Private sector growth in Nigeria saw a significant uptick in March 2024, with the Stanbic IBTC Bank Purchasing Managers’ Index (PMI) reaching 54.3 points, up from 53.7 in February. This marks the fourth consecutive month of expansion, driven primarily by softening inflationary pressures, which led to the slowest pace of input cost increases since May 2023. The improvement in business conditions was the most pronounced since the start of 2024, signaling robust recovery in the private sector.
The March PMI report highlighted a sharp increase in new orders, with the growth rate reaching its fastest pace in 14 months.
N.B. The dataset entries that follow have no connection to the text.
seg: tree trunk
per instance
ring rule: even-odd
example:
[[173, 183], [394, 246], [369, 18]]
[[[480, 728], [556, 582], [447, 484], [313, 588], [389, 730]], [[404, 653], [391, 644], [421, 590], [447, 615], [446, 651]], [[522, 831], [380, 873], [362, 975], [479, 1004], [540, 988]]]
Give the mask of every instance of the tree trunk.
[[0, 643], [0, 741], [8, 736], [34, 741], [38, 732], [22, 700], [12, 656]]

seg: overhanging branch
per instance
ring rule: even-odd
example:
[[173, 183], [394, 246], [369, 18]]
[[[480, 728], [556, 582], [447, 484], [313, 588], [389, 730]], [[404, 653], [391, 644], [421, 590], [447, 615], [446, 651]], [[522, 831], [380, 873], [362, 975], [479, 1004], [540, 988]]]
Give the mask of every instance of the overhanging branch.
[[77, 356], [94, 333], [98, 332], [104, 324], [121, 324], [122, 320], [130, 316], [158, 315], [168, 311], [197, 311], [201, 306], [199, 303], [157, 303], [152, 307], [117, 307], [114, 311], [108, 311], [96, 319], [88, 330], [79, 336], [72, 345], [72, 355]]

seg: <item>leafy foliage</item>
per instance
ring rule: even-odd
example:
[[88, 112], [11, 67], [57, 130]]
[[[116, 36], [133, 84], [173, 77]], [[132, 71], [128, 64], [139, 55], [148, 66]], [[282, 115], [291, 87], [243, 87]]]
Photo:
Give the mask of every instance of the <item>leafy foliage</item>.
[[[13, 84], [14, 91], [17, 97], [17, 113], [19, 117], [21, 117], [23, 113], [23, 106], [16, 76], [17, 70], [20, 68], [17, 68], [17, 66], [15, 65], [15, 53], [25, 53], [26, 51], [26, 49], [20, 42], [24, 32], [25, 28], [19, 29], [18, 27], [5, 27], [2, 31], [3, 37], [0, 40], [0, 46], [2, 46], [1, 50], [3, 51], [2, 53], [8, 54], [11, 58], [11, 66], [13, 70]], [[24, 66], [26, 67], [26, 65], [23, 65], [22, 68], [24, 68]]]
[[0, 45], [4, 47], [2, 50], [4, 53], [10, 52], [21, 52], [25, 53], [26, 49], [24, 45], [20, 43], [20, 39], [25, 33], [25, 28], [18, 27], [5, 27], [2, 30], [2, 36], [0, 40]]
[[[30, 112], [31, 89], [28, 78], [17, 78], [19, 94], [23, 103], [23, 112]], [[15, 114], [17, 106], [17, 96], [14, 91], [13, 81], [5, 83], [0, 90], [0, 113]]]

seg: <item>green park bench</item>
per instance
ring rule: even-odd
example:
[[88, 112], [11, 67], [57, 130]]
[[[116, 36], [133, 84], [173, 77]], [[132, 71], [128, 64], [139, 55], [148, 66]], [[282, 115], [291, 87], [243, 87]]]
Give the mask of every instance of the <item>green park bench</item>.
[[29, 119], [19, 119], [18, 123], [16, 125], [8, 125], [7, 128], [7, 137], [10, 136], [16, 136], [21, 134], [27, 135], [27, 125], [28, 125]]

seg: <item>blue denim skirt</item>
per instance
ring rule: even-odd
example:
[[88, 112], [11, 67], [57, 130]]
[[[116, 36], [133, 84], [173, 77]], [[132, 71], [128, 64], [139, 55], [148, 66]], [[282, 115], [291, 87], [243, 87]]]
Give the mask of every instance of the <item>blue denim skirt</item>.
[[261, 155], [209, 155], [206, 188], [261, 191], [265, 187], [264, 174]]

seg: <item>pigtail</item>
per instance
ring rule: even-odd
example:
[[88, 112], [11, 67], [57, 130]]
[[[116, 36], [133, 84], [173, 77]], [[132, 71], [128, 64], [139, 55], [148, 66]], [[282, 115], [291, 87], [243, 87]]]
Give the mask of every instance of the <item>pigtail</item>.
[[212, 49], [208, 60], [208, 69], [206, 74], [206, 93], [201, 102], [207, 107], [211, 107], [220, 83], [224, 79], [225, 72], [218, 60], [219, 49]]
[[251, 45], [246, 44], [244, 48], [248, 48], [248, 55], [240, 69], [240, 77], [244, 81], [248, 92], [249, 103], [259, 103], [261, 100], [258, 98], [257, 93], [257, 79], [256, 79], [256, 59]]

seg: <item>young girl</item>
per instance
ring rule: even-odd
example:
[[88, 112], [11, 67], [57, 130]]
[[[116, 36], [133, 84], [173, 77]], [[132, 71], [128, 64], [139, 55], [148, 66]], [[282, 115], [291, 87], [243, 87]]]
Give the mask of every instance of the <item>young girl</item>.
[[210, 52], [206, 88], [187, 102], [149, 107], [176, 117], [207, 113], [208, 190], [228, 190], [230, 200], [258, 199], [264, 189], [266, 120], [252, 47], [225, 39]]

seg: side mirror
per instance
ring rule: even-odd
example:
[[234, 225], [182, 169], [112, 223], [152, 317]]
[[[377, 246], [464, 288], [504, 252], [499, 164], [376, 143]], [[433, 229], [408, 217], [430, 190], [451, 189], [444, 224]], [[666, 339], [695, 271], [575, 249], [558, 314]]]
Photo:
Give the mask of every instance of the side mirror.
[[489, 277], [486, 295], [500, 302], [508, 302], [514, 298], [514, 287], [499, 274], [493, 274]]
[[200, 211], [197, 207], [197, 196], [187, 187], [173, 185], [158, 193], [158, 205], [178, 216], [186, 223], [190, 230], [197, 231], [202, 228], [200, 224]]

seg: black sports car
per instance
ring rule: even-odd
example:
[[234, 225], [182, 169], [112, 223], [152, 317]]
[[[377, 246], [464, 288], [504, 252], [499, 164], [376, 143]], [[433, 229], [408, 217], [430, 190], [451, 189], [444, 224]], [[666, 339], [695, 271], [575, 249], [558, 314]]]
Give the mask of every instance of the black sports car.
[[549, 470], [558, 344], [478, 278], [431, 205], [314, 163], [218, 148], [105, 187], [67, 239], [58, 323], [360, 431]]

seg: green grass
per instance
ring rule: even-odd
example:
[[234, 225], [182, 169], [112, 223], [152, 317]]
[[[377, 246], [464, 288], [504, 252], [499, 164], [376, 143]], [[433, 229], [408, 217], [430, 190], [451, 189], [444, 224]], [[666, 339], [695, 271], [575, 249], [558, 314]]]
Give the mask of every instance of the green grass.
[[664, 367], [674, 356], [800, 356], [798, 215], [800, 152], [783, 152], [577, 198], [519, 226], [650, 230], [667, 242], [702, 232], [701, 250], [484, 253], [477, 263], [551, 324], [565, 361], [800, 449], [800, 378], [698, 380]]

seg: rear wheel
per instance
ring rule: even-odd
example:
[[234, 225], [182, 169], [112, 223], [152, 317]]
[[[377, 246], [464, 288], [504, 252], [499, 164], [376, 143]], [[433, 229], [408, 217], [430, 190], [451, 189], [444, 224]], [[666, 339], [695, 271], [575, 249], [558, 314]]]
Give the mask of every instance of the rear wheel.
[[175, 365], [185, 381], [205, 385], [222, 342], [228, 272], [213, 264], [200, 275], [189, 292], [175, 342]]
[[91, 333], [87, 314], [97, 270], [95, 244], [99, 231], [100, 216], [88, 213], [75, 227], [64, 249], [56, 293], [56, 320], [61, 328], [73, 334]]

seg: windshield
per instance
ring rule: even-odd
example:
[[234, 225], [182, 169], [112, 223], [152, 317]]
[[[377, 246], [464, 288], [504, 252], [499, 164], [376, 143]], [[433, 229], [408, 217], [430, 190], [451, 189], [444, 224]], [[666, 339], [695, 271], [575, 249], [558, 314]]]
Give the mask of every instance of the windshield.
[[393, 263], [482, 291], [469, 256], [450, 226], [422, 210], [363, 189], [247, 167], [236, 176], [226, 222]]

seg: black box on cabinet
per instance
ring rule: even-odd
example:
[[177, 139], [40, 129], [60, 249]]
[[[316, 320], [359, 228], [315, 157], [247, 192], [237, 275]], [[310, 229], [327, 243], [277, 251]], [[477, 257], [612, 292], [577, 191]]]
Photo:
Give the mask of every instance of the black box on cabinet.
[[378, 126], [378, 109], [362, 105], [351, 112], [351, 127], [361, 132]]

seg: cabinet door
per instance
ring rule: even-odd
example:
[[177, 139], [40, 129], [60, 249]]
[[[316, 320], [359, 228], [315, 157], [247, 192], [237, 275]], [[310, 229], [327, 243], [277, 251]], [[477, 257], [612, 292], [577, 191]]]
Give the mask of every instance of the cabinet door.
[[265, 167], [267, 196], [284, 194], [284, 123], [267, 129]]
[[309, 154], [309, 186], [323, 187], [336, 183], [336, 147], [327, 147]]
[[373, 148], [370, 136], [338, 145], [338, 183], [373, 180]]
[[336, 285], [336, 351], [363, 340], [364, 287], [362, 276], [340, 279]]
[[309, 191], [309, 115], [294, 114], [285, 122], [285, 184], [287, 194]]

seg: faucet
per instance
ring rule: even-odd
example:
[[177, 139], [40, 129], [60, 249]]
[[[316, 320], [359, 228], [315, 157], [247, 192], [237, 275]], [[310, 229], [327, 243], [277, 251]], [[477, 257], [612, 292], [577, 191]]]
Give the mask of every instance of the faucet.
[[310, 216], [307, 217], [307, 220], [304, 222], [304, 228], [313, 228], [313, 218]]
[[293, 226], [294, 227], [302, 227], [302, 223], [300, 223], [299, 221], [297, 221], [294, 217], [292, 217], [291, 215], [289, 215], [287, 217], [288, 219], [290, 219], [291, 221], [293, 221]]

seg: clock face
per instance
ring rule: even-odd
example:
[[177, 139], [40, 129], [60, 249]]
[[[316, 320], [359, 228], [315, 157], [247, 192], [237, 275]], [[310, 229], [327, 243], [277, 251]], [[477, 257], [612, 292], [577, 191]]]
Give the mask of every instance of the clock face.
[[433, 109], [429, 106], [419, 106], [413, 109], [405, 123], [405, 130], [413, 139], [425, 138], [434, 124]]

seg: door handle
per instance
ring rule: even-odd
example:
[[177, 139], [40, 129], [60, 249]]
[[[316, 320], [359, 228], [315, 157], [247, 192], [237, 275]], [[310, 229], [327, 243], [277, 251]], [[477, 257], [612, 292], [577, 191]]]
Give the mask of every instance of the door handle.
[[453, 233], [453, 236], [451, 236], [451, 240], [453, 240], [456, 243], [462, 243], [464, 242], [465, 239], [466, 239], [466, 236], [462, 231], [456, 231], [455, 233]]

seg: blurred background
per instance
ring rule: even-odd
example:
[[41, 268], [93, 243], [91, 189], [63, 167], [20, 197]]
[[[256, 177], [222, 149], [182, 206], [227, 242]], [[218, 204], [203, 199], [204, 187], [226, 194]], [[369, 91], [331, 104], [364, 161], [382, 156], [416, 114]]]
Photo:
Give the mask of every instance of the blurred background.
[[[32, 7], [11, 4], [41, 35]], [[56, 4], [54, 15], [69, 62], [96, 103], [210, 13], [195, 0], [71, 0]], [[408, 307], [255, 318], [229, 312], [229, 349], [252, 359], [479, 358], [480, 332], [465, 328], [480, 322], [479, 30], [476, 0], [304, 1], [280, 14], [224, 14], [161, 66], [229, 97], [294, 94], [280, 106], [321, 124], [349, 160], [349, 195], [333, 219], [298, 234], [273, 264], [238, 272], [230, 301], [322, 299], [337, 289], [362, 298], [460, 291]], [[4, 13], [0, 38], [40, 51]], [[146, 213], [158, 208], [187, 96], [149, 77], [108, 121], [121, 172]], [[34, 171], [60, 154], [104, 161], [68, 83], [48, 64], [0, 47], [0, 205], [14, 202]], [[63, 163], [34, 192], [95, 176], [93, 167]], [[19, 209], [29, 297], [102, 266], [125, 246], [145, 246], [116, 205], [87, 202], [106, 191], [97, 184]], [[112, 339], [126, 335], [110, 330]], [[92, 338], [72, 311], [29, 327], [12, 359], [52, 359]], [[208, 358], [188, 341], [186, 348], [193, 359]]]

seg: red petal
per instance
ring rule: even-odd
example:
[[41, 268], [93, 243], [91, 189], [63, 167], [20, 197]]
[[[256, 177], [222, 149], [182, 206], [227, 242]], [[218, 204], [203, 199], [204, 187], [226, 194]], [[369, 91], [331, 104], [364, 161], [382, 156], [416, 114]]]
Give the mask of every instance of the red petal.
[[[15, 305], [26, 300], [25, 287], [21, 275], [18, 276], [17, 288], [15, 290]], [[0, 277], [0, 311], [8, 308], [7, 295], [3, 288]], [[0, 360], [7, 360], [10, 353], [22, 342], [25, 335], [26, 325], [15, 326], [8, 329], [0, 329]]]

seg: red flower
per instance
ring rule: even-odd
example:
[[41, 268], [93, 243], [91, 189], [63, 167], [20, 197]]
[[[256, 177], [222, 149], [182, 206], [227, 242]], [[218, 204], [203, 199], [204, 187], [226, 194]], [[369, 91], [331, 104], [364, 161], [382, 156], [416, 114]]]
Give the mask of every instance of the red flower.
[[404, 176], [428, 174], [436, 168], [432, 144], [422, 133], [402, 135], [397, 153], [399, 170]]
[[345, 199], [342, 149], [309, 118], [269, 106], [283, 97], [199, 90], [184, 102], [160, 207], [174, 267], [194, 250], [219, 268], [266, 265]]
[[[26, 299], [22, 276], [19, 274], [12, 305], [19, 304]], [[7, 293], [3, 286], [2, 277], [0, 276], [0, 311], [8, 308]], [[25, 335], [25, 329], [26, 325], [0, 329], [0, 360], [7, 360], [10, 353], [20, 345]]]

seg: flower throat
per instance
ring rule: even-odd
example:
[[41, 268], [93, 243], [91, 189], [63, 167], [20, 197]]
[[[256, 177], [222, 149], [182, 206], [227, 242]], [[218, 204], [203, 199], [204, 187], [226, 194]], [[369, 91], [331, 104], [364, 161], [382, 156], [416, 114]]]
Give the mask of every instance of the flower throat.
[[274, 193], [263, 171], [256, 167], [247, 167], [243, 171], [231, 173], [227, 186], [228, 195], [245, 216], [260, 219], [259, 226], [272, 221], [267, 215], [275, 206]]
This surge in demand helped fuel a corresponding rise in output, which also showed its sharpest increase since January 2024. All sectors covered by the report experienced growth, with companies responding to rising orders by expanding their staffing levels and increasing purchasing activities.
A key factor behind this growth was the gradual decline in inflationary pressures, which not only boosted domestic demand but also encouraged businesses to build inventories. Companies took advantage of softer price inflation to stockpile inputs, ensuring they were prepared for current and future business needs. This also led to a notable increase in employment, the largest in seven months, while input buying saw a sharp rise.
Looking ahead, Muyiwa Oni, Head of Equity Research at Stanbic IBTC Bank, expressed optimism for continued private sector growth. He emphasized that the improvements in demand and business activity in Q1 2025, alongside better foreign exchange conditions, were paving the way for further expansion in the non-oil sector. The forecast for the year suggests a 3.9% year-on-year growth in Q1, and an even stronger performance for the full year 2025 compared to 2024.